В приемном отделении сообщили: да, Тревор здесь. Он в хирургическом отделении. Женщина-регистратор выстукивала его данные на компьютере.
— Он находится в критическом состоянии.
— Это все, что вы можете мне сказать?
— В настоящее время — да. Извините. Нам поступает множество звонков с расспросами о нем.
— Где его мать? Арлин Маккинни. Она должна быть у вас, так?

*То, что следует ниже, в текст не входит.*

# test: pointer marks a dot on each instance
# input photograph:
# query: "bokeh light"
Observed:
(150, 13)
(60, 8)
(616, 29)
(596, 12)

— Извините, сэр, не могу сказать.
— Вы можете переключить меня на нее?
Молчание, явственный вздох. Крис услышал, как щелкнул переключатель линии соединения.
Прикусив губу, он ждал.
Он прошел на кухню, прижав телефон подбородком к плечу, и налил себе в стакан на три пальца бренди. Оглянувшись, увидел, что Салли молча смотрит на него. Они оба отвели взгляд. Потом в трубке послышался голос:
— Да? Кто это?
— Арлин?
— Кто это?
— Это Крис, Арлин. Крис Чандлер.
— А-а, Крис. — Голос ее звучал глухо и горько.
— Арлин, что случилось?
— Ой, Крис, я не знаю. Все произошло так быстро. Его ударили ножом. Он увидел, как какие-то ребята кого-то избивают. Попробовал вмешаться.
— С ним все будет хорошо?
— Крис, нам не говорят. — Голос ее утонул в рыданиях. — Больше двух часов он в операционной. Просто нам ничегошеньки не говорят. Уверяют, что мы будем знать, когда они узнают. Крис, я должна идти.